From the Economist magazine:

For low-paid workers, Medicaid’s very generosity creates perverse incentives. If they earn too much, they can lose their benefits. Since these average more than $6,000 per beneficiary, a pay rise can make a single mother simultaneously much worse off and more worried about her children’s health. In some states, Medicaid recipients are similarly discouraged from saving or accumulating assets, such as a car that might get them to work. This keeps many trapped in poverty they might otherwise have escaped.

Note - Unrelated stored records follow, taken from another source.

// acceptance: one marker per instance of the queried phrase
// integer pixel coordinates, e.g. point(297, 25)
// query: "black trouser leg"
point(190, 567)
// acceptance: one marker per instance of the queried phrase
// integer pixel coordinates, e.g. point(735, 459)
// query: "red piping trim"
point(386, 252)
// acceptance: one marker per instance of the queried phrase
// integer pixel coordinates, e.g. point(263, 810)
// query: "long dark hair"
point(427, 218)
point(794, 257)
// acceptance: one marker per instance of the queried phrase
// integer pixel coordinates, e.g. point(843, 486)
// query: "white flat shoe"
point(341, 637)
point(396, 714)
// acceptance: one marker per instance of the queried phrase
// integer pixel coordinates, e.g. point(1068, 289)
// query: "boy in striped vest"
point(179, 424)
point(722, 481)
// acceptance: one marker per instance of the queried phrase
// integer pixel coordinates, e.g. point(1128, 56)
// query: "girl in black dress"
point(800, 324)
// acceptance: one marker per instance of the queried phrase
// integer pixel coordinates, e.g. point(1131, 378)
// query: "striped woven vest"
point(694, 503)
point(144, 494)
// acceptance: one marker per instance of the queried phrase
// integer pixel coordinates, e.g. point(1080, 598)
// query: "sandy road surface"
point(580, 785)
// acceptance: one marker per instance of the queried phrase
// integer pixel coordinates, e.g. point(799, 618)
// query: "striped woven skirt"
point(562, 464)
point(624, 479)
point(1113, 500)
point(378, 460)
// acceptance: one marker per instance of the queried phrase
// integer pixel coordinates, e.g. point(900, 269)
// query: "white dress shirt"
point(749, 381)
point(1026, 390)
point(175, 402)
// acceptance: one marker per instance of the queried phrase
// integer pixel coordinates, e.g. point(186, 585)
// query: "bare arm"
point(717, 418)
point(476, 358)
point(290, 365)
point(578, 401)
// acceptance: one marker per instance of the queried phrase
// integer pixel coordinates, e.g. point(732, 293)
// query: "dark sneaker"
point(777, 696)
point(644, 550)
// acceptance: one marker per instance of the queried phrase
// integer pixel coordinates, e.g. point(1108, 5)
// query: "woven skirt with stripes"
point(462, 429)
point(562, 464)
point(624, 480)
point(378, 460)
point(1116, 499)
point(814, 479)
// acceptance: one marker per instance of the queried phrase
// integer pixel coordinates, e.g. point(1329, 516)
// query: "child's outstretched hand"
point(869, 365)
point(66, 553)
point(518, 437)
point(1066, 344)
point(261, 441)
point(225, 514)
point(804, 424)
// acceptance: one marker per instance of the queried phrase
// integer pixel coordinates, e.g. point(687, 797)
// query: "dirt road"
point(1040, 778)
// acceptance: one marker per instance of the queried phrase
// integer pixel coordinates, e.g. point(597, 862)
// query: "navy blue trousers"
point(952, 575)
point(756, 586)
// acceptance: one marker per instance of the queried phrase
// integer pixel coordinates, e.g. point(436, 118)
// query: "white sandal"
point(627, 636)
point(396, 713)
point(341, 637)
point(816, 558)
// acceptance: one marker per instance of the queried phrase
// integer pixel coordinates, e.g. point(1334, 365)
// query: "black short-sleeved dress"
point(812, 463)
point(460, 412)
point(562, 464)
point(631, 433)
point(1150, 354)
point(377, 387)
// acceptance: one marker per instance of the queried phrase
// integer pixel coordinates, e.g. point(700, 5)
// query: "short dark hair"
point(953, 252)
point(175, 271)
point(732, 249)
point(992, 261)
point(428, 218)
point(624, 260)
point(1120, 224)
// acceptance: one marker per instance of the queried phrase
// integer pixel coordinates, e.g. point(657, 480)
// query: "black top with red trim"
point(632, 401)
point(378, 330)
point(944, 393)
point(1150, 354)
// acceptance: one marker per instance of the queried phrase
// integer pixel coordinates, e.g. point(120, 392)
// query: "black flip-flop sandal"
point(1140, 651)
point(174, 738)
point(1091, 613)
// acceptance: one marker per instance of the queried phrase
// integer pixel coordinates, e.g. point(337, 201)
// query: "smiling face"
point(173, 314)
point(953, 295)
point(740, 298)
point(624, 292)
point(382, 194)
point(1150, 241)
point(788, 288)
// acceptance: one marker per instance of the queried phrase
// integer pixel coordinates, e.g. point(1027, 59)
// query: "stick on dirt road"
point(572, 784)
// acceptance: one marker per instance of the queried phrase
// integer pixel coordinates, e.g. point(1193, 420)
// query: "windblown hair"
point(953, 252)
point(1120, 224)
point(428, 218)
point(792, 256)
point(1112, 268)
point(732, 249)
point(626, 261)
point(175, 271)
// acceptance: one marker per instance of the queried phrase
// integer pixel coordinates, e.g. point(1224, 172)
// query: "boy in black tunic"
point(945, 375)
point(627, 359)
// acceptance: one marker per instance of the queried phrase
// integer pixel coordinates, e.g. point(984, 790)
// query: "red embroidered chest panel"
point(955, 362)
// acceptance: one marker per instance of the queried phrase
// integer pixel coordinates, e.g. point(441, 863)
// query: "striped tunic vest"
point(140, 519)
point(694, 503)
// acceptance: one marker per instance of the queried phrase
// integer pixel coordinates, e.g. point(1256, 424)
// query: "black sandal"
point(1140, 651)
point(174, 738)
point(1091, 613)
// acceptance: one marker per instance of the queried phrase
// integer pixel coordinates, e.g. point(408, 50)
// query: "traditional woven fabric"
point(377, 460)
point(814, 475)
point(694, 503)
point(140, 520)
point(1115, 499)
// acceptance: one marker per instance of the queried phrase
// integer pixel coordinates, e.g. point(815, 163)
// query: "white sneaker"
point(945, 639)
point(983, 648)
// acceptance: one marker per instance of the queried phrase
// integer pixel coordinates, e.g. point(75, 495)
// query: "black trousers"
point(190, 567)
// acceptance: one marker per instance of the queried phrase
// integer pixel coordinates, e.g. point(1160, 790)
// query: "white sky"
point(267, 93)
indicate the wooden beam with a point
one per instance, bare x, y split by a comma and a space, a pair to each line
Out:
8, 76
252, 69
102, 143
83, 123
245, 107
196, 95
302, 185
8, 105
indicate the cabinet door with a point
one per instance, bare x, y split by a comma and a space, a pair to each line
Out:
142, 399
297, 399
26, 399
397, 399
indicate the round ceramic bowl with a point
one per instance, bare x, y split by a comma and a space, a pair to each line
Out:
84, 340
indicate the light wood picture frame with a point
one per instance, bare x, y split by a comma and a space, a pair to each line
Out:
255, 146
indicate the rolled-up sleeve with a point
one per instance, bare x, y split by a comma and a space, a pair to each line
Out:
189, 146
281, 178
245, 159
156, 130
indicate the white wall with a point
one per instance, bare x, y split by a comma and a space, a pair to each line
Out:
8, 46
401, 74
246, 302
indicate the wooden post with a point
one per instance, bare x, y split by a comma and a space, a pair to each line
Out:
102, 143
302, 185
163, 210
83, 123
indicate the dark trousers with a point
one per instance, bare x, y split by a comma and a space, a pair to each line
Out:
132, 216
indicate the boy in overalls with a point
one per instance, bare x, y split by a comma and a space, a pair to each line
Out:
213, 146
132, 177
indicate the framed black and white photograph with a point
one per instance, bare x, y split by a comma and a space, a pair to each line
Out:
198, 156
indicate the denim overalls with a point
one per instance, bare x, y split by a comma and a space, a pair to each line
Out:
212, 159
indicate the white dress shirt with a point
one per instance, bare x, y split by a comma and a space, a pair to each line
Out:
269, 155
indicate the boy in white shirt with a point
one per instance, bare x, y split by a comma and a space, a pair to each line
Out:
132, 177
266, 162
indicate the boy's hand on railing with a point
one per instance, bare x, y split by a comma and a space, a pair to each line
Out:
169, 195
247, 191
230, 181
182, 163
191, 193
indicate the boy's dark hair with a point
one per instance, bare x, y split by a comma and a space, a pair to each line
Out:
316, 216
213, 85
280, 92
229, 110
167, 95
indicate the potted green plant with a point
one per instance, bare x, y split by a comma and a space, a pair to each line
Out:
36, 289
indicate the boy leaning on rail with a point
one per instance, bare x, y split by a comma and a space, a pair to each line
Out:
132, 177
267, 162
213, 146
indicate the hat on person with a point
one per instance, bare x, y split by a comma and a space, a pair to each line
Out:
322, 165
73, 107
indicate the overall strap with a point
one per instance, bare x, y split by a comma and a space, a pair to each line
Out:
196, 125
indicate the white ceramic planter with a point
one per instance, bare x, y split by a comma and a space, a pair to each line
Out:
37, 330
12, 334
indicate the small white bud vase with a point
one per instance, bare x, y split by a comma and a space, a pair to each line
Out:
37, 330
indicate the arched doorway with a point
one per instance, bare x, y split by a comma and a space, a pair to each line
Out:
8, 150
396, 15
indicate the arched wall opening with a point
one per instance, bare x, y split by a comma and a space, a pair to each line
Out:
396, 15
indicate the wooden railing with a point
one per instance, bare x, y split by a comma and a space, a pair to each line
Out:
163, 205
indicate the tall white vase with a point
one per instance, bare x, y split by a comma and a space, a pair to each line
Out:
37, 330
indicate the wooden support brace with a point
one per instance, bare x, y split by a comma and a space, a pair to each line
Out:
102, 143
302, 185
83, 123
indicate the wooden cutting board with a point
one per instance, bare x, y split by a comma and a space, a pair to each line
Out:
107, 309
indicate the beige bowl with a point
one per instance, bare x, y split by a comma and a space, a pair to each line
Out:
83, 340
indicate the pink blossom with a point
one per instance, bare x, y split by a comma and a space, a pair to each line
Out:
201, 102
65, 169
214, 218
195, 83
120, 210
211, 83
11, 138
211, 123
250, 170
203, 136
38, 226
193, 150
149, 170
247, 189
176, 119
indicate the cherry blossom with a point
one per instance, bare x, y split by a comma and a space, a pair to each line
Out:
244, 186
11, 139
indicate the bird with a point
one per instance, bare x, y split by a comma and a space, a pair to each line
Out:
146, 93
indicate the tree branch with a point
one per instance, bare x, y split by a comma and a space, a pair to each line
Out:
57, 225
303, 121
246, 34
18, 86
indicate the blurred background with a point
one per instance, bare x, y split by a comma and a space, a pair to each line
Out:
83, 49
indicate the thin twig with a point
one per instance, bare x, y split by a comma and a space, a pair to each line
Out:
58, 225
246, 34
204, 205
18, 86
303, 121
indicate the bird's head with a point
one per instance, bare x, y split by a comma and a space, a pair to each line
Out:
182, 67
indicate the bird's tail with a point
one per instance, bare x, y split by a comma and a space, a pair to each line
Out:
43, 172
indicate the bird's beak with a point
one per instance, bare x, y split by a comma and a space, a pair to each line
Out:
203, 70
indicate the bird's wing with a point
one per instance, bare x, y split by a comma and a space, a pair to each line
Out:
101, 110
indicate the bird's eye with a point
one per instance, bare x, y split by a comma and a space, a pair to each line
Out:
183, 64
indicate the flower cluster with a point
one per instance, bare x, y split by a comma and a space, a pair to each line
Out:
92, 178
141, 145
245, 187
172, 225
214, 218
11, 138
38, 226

Medicaid programmes are run by the states, but the federal government pays most of the costs. For every dollar a state spends on Medicaid, Washington, DC, has to contribute on average $1.30 (the rate varies between rich and poor states). This gives states an incentive to spend more on health care than on other equally desirable goals.

Medicaid’s expansion, in turn, tends to “crowd out” the cheaper types of private health insurance. No private insurer can offer its services free, which is mostly how Medicaid appears to its recipients. Small firms are stopping providing health insurance partly because they know the taxpayer will pick up the slack.

Some attempts have been made to restrain spending. In the past three years, all 50 states have tried to squeeze the prices they pay for drugs and doctors. In addition, 38 have tried to tighten the criteria for eligibility and 34 have reduced the range of benefits. Tennessee has made the most controversial efforts, with Governor Phil Bredesen seeking to remove 323,000 beneficiaries from his state’s Medicaid rolls.

The perils of reform

But Medicaid is popular, so most politicians try not to cut it much. The only brutal cost-curbing measure applied nationwide is impenetrable bureaucracy, of the sort that so flummoxed Ms Jordan, though this was probably not designed as a cost-curbing measure.

Medicaid’s defenders point out that without it, “the vast majority of its beneficiaries would join the ranks of the 45m uninsured Americans,” as the Kaiser Commission on Medicaid and the Uninsured puts it. And though it may be inefficient, it is no more so than the other parts of America’s higgledy-piggledy health-care system. Medicaid costs are increasing more slowly than those of private health insurance, despite the fact that private insurers often exclude those with expensive chronic conditions, whereas Medicaid embraces them.

So no one is suggesting axing Medicaid. But some say it could be reshaped as thoroughly as welfare was in the 1990s. Michael Cannon of the Cato Institute, a libertarian think-tank, recommends targeting benefits to the truly needy (by, for example, getting prosperous elderly folk to pay their own nursing-home bills), eliminating perverse incentives and promoting more competition between medical providers. He reckons that such tough reforms could save $941 billion by 2015, wiping out 96% of the cumulative ten-year federal deficit. Instead of which, Congress is offering golden sticking plasters.